Михаил Петрович ради такой победы захохотал рыхлым, неприятным самому себе смехом, выпил полстакана перцовки и закусил полоской венгерского шпига, к которой прилепил для полноты картины мокрый корнишон. Михаил Петрович любил возводить бутерброды и вообще любил всякие наслоения и напластования.

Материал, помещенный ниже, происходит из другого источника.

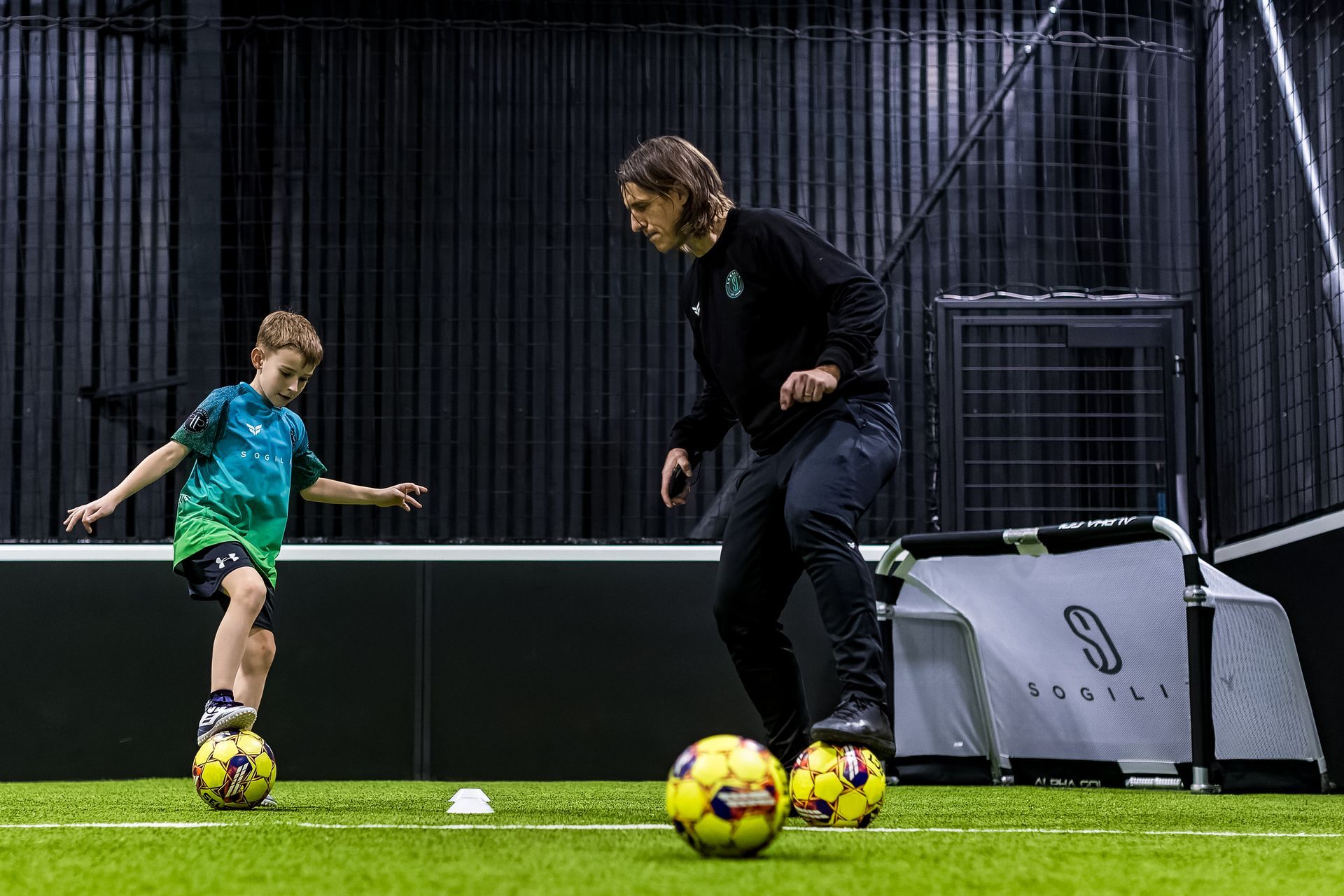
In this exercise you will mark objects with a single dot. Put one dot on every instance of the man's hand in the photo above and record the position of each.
(678, 458)
(88, 514)
(809, 386)
(400, 496)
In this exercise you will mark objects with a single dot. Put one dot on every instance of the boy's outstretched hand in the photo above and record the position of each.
(401, 496)
(88, 514)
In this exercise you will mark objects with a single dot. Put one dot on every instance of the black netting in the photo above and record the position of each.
(1276, 167)
(437, 195)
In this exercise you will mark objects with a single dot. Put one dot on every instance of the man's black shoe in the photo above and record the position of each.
(858, 722)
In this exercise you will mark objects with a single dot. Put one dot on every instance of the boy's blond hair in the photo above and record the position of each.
(286, 330)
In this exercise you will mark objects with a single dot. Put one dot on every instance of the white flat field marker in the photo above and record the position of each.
(470, 801)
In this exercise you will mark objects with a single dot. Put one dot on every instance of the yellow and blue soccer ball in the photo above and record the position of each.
(727, 796)
(234, 770)
(838, 786)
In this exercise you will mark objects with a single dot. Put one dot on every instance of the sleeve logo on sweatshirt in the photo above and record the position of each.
(733, 285)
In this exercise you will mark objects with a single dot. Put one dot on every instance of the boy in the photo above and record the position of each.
(251, 449)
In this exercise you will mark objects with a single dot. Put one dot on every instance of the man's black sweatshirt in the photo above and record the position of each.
(769, 298)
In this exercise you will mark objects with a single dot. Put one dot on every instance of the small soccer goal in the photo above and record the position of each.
(1101, 653)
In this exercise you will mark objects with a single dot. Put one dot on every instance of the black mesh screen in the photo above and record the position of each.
(1276, 160)
(437, 194)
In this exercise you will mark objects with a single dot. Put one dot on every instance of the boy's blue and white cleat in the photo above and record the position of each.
(223, 716)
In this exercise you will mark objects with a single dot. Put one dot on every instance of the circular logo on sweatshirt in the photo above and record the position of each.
(733, 286)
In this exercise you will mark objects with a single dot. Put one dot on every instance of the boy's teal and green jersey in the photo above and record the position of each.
(249, 453)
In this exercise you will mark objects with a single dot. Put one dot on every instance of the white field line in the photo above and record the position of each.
(813, 830)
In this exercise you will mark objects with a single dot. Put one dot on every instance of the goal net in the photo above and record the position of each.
(1072, 656)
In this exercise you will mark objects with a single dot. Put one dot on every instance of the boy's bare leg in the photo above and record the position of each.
(258, 654)
(246, 593)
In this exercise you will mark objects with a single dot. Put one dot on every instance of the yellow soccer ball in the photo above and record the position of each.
(838, 786)
(727, 796)
(234, 770)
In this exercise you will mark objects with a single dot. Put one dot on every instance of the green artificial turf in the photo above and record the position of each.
(274, 850)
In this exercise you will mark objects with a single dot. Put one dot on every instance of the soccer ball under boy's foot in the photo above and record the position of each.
(838, 785)
(234, 770)
(727, 796)
(223, 716)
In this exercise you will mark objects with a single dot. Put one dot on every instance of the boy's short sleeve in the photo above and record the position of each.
(202, 428)
(308, 469)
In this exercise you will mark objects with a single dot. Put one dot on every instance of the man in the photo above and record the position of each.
(784, 327)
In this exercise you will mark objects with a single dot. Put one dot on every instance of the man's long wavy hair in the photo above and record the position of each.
(663, 163)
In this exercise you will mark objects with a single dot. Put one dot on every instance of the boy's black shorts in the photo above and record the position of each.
(206, 568)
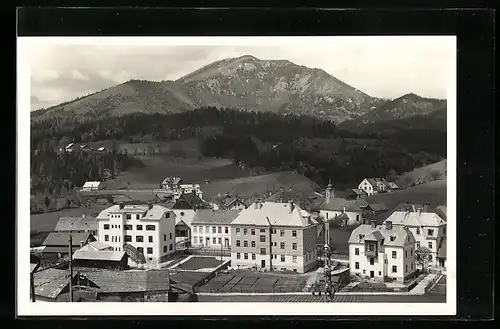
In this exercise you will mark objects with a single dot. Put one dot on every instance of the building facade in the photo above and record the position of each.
(274, 236)
(149, 228)
(382, 252)
(428, 228)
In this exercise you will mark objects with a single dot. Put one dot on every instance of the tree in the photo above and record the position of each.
(422, 255)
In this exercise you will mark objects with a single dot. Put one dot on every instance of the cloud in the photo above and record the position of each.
(380, 66)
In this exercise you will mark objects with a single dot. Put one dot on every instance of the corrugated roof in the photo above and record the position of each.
(338, 204)
(76, 224)
(130, 281)
(400, 233)
(207, 216)
(278, 214)
(62, 239)
(416, 219)
(99, 255)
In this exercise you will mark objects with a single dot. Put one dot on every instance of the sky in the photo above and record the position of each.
(62, 69)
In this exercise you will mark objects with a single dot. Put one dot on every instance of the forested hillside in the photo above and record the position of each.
(318, 149)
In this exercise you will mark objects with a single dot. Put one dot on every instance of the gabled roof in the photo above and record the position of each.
(222, 217)
(338, 204)
(416, 219)
(130, 281)
(401, 234)
(278, 214)
(62, 239)
(76, 224)
(115, 256)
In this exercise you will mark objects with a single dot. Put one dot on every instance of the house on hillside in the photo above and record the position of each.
(148, 228)
(373, 185)
(93, 186)
(381, 252)
(428, 228)
(274, 236)
(211, 228)
(77, 224)
(171, 183)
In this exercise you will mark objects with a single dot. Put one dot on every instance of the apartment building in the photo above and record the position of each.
(149, 228)
(274, 236)
(210, 228)
(428, 228)
(382, 252)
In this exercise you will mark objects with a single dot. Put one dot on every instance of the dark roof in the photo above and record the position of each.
(223, 217)
(130, 281)
(62, 239)
(76, 224)
(190, 201)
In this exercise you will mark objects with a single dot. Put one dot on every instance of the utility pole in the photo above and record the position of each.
(70, 268)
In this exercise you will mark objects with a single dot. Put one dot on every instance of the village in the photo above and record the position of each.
(174, 244)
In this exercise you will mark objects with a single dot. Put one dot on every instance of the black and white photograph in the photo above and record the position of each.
(282, 175)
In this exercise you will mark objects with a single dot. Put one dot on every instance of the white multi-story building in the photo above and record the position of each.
(428, 228)
(210, 228)
(149, 228)
(382, 252)
(277, 236)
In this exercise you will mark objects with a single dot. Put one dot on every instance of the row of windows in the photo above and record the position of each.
(215, 229)
(130, 227)
(252, 232)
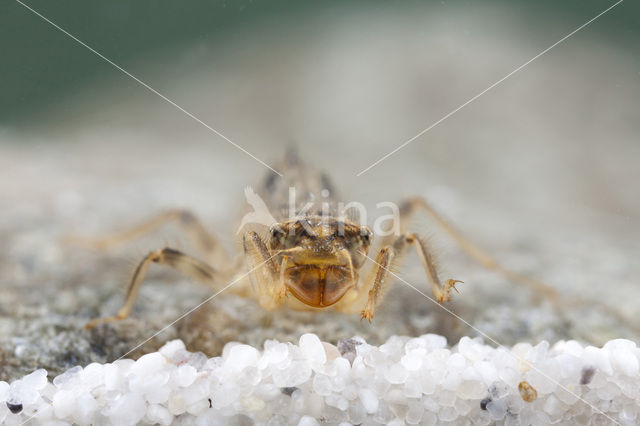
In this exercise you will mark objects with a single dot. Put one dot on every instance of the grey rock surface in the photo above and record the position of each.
(546, 183)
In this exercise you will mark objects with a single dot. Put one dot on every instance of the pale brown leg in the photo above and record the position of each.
(385, 260)
(188, 265)
(408, 209)
(194, 229)
(264, 271)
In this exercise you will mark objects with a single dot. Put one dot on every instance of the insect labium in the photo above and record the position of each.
(306, 258)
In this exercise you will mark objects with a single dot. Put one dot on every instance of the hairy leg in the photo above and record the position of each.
(265, 273)
(412, 205)
(188, 265)
(388, 258)
(205, 242)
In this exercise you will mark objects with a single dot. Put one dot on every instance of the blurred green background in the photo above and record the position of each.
(40, 66)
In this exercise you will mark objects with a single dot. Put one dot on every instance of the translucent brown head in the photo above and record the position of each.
(319, 257)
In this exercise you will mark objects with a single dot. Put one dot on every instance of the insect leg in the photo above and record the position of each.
(188, 265)
(409, 208)
(389, 257)
(265, 272)
(194, 229)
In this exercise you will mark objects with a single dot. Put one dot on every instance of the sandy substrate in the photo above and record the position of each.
(541, 172)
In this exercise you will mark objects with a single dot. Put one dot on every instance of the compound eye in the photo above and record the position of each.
(366, 234)
(277, 232)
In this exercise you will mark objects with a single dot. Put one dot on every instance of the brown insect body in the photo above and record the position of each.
(313, 252)
(320, 257)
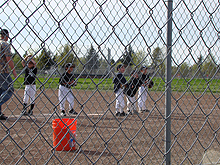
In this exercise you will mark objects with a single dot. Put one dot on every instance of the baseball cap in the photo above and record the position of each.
(119, 66)
(4, 32)
(68, 65)
(143, 67)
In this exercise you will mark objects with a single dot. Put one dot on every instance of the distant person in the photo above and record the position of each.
(65, 92)
(30, 85)
(142, 93)
(130, 91)
(119, 80)
(6, 86)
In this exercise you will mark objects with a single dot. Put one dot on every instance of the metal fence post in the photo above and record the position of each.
(168, 83)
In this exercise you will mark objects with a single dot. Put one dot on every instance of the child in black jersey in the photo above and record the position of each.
(30, 85)
(65, 93)
(130, 91)
(119, 80)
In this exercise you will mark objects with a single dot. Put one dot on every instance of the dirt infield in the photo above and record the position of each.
(103, 138)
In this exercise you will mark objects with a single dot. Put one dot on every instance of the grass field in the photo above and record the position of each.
(178, 84)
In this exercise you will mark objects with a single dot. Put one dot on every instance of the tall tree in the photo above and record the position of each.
(127, 56)
(67, 55)
(210, 66)
(157, 57)
(44, 60)
(92, 60)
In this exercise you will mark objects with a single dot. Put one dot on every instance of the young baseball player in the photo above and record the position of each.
(142, 93)
(119, 80)
(65, 93)
(30, 85)
(130, 90)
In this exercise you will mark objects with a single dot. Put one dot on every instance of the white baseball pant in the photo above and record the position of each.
(120, 102)
(131, 104)
(29, 92)
(142, 97)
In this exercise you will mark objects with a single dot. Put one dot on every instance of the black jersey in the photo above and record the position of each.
(118, 81)
(30, 76)
(65, 79)
(144, 78)
(131, 88)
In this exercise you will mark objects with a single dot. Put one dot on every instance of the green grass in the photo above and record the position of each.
(178, 84)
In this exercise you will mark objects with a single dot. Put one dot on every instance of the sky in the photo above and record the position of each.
(114, 24)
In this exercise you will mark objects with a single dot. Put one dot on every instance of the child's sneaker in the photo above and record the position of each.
(117, 114)
(63, 113)
(30, 112)
(73, 112)
(123, 114)
(3, 117)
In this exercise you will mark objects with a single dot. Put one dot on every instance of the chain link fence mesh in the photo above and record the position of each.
(97, 36)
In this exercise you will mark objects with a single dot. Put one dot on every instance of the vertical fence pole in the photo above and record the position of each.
(168, 83)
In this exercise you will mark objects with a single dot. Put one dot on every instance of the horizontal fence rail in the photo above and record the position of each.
(175, 120)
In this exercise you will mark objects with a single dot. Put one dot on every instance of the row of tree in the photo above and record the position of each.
(92, 62)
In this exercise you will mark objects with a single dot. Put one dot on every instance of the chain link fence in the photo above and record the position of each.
(181, 125)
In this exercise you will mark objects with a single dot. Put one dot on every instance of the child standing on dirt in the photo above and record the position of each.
(30, 85)
(142, 93)
(130, 91)
(119, 80)
(65, 93)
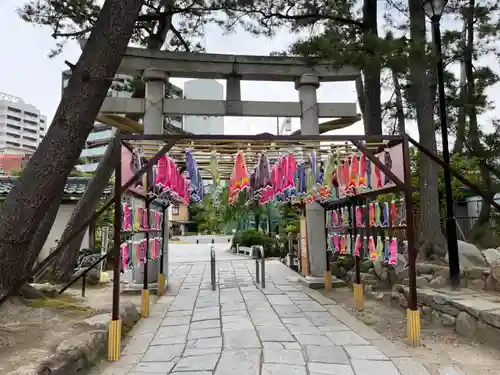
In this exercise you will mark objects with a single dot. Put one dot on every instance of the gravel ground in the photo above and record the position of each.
(443, 352)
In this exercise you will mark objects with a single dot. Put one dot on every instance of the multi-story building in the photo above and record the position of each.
(101, 135)
(22, 126)
(206, 89)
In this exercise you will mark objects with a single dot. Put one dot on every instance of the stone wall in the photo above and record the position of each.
(471, 314)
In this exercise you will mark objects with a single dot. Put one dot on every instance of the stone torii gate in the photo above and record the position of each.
(156, 67)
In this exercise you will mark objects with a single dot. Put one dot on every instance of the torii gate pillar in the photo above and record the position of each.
(307, 85)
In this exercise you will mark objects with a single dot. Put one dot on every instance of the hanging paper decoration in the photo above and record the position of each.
(214, 171)
(239, 177)
(388, 164)
(393, 251)
(196, 188)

По телевизору демонстрировали таких же умников среднего звена, каким был и Леонид, в полосатых костюмах и взбитых галстуках, — коммерсантов, пахнущих даже сквозь экран дорогим тошнотворным парфюмом. “Все они на чужом … хотят в рай въехать”, — поразился своей юмористической точности Михаил Петрович, вспомнив, кстати, что Леонида за глаза нет-нет да и называли педерастом некоторые женщины, в особенности бывшая жена Михаила Петровича Надежда, которой, к сожалению, верить было нельзя ни на йоту.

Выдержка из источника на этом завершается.